Similarly, with respect to Sea-Land's complaint that some of the 
liquidated damage provisions are unreasonably linked to interim steps 
in the transportation process, the agency explains that its concern is 
not just the final delivery of cargo, but the continued movement of an 
entire cargo transportation system.  As a representative example, we 
see nothing unreasonable about the requirement at clause H-17 
assessing damages against a carrier which fails to load cargo in time 
for a scheduled departure where the government provided the cargo 
within the time constraints set by the carrier.  While Sea-Land 
complains that even if it misses the loading date it might still 
deliver the cargo more quickly than certain other carriers (such as 
barges that have longer transit times), its complaint misses the 
point.  Once a carrier has been selected, the government's interest is 
in knowing that the cargo will be on its way as scheduled.  Given this 
interest, we see nothing unreasonable about the use of liquidated 
damages to ensure that carriers perform as offered.

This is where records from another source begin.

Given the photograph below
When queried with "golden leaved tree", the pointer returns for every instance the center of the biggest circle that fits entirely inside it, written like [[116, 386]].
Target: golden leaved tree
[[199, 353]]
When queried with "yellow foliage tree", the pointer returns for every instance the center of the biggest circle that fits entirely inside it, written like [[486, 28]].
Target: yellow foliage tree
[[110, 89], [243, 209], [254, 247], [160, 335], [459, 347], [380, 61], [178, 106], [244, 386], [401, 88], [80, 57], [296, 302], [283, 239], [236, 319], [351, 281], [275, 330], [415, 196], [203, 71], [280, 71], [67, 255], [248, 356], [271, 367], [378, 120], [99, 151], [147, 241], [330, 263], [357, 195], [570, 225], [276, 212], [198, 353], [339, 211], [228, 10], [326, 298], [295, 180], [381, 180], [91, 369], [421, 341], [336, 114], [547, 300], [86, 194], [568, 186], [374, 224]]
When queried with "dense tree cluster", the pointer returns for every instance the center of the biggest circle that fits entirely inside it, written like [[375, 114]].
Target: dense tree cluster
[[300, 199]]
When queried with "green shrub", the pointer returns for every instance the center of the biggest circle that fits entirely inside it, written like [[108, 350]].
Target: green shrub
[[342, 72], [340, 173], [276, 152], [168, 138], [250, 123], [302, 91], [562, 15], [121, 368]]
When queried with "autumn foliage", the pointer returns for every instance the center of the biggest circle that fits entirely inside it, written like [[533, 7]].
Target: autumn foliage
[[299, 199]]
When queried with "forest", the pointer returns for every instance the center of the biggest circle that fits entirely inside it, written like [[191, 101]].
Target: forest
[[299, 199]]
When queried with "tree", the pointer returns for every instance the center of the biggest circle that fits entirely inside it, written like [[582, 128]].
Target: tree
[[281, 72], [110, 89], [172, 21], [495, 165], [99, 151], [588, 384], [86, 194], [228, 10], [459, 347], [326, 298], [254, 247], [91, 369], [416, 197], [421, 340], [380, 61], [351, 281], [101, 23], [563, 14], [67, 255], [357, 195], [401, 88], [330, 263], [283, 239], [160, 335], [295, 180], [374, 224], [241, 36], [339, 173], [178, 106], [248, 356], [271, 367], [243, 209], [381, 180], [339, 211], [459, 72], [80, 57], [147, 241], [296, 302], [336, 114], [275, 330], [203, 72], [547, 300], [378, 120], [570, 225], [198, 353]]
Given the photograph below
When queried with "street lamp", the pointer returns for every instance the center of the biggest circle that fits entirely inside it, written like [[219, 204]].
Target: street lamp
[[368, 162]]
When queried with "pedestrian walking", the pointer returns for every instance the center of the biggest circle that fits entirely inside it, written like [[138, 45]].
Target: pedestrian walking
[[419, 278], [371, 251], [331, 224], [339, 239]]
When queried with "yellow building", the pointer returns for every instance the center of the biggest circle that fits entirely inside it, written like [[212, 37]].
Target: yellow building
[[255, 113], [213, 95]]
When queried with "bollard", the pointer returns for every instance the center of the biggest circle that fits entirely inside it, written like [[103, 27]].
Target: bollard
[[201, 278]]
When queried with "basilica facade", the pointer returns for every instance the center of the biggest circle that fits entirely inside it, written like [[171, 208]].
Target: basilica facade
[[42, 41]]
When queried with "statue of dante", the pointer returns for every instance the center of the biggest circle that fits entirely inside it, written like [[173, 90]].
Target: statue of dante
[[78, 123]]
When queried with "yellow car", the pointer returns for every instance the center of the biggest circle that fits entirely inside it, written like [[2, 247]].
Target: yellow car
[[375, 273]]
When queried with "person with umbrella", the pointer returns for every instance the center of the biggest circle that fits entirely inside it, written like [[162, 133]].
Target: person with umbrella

Finally, we conclude there is nothing unreasonable about the amount of 
damages envisioned by the solicitation, or the relationship between 
the stipulated damages and any actual damages that might be incurred 
by the agency.  For example, the solicitation includes detention rates 
the government must pay for each day it delays a carrier's container 
or equipment beyond the time allowable.  Detention rates are not 
intended to represent a rental or lease rate--rental or lease rates 
for such equipment are lower--but are a form of liquidated damages to 
compensate the carrier for the loss of use of the equipment.  Compare 
RFP  sec.  H-25 with RFP  sec.  H-40 as modified by amendment 0005.  In 
recognition of the role of detention rates in compensating carriers 
for their inability to ship cargo in equipment that has been tied up 
by the government, the agency adopted them as a reasonable assessment 
of damages to the government for the unknown actual value of each day 
that delivery of a container is delayed.  In our view, the agency's 
argument that detention rates are appropriate estimates of damages for 
delay is buttressed by the fact that the actual damages for delayed 
shipment of a service member's possessions differ from one case to the 
next, and cannot be predicted with any certainty.  Given the 
long-standing use of these charges by the carriers against the 
government, we see nothing unreasonable in their use in the opposite 
direction; in both cases, detention rates reduce the potential for 
disputes and permit the cargo shipping system to go forward smoothly 
and without delay.  

The protest is denied. 

Comptroller General
of the United States

1. Sea-Land's protest cites FAR  sec.  15.802(b)(3), however, the 
referenced language is now set forth at FAR  sec.  15.802(c), pursuant to 
changes published in Federal Acquisition Circular No. 90-32, Sept. 18, 
1995.

2. Other RFP requirements covered by liquidated damages provisions are 
found at clauses H-13, H-14, H-17, H-20, H-25.4, and C-6.